Zatajone przed ślubem zaburzenia osobowości oraz psychiczna, niezdolność do współżycia to najczęstsze przyczyny unieważnień związków zawartych w kościele.
Następnie należy opisać krótko i treściwie min.3 strony A4 wszystko od momentu poznania się ze swoją ex następnie jak wyglądały zaręczyny, ślub i wesele i dalsze życie do momentu rozstania a i jeżeli w związku są dzieci opisać sposób kontaktu z nimi.

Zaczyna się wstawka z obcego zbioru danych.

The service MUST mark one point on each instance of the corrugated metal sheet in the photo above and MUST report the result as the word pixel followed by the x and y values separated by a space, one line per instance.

Na końcu podaje się imiona nazwiska i adresy świadków i tyle.
Na rozpatrzenie wniosku czeka się dwa lata, ale zdarza się, że formalności przedłużają się nawet do 10 lat. Mimo to nikt nie rezygnuje, bo unieważnienie małżeństwa daje możliwość wzięcia ślubu kościelnego po raz drugi oraz przystępowania do sakramentów.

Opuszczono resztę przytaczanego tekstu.